Уцелевшие цистерны проливают из десятков стволов, и наши, и ребята из пожарного поезда. Цистерны парят, и пар, в свете пожара, клубами поднимается вверх.. Феерия света рёва и всех прочих мероприятий. Мы собрались около своего хода, сматываем рукава, собираем шмотки. Вокруг бегает масса народа, что-то там делают. Я так чертовски устал, что сел, опёрся о колесо, ощущение такое, что если пошевельнусь, умру. Но подскакивает Карндаш, куда-то тянет. Подполковник, дежурный по городу что-то орёт, а мы с Козаком перед ним недоумеваем. Чего он от нас хочет? Машет с досадой рукой – пошли! Карандаш тянет нас к машинам, наши уже собрались, начинаем выезжать. Мы свою работу сделали, приехали первыми, расценили состав. А вот если бы не расцепили? Лучше о плохом не думать.
Машина перепрыгивает через рельсы, выезжает через пролом в бетонном заборе. Наша работа, с разгону Неживенко влупил, и мы даже носов не поразбивали.

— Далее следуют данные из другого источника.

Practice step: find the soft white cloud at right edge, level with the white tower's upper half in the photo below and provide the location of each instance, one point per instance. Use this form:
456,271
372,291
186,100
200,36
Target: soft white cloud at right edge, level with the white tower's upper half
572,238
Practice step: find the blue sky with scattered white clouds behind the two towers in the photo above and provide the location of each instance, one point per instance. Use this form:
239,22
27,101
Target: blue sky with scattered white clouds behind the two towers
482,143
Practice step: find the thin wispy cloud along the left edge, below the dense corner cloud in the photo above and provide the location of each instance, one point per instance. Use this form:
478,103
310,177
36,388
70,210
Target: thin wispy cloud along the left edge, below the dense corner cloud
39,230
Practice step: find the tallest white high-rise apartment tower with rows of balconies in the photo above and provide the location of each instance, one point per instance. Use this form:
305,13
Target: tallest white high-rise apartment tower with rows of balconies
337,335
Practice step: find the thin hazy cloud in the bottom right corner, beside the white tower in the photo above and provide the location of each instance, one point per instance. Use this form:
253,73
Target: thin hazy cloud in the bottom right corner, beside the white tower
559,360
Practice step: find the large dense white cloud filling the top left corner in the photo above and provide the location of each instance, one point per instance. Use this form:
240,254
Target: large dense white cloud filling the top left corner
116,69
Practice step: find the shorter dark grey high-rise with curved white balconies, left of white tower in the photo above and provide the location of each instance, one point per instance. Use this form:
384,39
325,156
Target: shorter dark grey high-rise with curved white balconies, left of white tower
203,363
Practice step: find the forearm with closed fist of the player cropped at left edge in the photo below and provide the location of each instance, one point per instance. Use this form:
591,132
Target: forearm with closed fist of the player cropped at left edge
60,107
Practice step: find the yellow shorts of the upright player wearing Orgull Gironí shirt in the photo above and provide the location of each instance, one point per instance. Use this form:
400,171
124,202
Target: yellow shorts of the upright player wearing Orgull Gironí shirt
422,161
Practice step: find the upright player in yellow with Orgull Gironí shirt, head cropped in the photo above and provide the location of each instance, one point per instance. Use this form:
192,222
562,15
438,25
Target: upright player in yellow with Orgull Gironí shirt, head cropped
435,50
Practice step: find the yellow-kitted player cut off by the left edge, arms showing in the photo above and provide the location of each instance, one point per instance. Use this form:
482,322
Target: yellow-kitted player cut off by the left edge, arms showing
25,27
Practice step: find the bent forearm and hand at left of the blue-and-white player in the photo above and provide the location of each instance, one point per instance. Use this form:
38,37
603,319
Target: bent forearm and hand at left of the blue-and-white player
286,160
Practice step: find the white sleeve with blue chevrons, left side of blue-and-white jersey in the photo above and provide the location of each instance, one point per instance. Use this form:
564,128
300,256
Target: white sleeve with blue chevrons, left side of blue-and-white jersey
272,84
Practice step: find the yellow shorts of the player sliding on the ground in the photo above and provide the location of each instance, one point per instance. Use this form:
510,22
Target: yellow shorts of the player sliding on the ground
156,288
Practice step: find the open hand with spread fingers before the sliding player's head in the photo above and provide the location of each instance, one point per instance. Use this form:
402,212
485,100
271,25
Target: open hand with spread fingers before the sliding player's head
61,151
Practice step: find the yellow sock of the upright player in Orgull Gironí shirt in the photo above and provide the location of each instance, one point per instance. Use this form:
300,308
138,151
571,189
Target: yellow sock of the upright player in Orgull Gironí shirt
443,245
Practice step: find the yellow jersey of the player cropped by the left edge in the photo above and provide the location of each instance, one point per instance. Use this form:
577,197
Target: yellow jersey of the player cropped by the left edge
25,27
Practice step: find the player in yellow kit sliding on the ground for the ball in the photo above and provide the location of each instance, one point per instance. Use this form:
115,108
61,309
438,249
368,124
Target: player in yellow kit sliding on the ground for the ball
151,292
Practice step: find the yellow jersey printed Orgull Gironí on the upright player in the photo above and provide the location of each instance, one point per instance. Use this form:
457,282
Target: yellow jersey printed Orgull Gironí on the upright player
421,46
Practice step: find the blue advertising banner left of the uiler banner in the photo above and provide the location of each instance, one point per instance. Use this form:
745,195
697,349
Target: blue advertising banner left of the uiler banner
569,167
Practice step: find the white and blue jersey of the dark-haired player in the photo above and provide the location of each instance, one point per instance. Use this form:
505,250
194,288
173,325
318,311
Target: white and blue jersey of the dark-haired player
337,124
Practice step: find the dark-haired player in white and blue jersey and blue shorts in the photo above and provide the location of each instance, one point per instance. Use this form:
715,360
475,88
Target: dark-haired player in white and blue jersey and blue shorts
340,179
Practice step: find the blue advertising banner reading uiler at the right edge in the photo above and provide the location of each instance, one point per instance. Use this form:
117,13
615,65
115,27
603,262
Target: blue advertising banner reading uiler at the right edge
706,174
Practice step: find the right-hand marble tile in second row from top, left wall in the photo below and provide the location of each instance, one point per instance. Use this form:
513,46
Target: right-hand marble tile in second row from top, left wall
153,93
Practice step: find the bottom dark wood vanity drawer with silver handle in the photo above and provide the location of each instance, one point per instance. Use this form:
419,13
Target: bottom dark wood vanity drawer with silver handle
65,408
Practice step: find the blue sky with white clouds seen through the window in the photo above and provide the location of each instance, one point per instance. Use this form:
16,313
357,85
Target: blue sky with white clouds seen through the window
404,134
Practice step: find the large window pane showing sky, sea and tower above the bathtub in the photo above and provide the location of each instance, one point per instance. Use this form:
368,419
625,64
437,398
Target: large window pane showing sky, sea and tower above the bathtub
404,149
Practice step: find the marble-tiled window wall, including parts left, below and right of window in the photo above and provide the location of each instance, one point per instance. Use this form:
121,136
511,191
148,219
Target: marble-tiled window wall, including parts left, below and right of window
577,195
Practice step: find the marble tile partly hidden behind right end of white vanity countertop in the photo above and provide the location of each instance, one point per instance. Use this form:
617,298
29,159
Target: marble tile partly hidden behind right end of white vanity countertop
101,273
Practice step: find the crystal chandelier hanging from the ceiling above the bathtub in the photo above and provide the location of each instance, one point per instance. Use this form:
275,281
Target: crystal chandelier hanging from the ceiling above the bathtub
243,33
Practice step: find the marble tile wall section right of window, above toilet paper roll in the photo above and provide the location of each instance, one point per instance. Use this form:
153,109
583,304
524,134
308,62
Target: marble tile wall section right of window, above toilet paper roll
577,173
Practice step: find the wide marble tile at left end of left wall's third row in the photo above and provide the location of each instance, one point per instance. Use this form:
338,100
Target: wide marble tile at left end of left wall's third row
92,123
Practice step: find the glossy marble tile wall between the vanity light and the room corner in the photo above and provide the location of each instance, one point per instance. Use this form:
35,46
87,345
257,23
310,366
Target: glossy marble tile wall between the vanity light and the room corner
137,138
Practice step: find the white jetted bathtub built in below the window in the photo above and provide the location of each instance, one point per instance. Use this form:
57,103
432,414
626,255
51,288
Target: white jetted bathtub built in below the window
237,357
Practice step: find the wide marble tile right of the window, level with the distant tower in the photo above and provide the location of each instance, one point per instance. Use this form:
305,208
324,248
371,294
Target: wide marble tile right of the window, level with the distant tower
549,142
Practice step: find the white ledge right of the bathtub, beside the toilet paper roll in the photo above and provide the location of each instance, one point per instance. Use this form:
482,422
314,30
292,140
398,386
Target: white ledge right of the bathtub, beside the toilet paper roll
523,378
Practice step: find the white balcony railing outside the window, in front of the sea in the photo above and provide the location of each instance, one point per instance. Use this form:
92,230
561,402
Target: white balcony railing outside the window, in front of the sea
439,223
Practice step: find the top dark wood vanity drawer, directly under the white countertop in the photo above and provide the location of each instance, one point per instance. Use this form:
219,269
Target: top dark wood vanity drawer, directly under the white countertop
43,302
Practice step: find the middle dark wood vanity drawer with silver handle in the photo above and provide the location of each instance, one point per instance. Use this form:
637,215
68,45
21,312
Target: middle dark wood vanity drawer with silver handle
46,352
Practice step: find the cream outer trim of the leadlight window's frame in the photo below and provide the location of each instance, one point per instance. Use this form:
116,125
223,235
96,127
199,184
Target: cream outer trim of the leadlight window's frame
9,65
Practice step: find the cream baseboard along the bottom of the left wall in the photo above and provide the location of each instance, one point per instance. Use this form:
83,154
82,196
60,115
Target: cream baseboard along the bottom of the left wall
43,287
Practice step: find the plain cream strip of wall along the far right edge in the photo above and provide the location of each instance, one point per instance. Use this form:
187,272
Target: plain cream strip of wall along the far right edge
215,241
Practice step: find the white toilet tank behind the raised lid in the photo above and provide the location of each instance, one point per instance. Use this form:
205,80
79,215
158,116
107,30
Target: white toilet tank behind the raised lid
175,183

Подъезжаем к ближайшему гидранту. Кто-то, стаскивает крышку люка, а я вытаскиваю колонку гидранта из стеллажа на боку машины, пытаюсь насадить его на патрубок. Руки дрожат, не могу попасть. Козак отталкивает и лихо сажает гидрант на место, закручивает и что-то орёт. Уши напрочь заложены, ни чего не слышу. Что-нибуть ору ему в ответ, скалит зубы и показывает на уши, думает у меня лучше.
Ребята подсоединяют рукава, Козак крутит штурвал. Рукава вздымаются наполняя цистерну. Цистерна должна быть всегда полной, а вдруг, вызов.
Заезжаем в часть. Всё, полный расслабон. Уши забиты ватой, глухо как в танке, но уже что-то начинает пробиваться. Раскатываем использованные рукава, вешаем в башне на просушку.
Вот такое оказалось дежурство, только, только, не стало действительно последним.
Всё, эта страница жизни закрыта на всегда. Попрощался с караулом, выпили коньяк, закусили, пообнимались. Говорить ни чего не могли, потому что ни чего не слыхали, у всех уши заложены, и сорваны ором голоса. Пообнимались ещё, похлопали друг друга по спинам... Прощай пожарка, СВПЧ ╧НН.
Не знаю, что там с Козаком стало, а вот про Карандаша, через год, слыхал, сломал на каком-то пожаре позвоночник... Жаль, если правда... Дай им Бог удачи, этим парням в боёвках!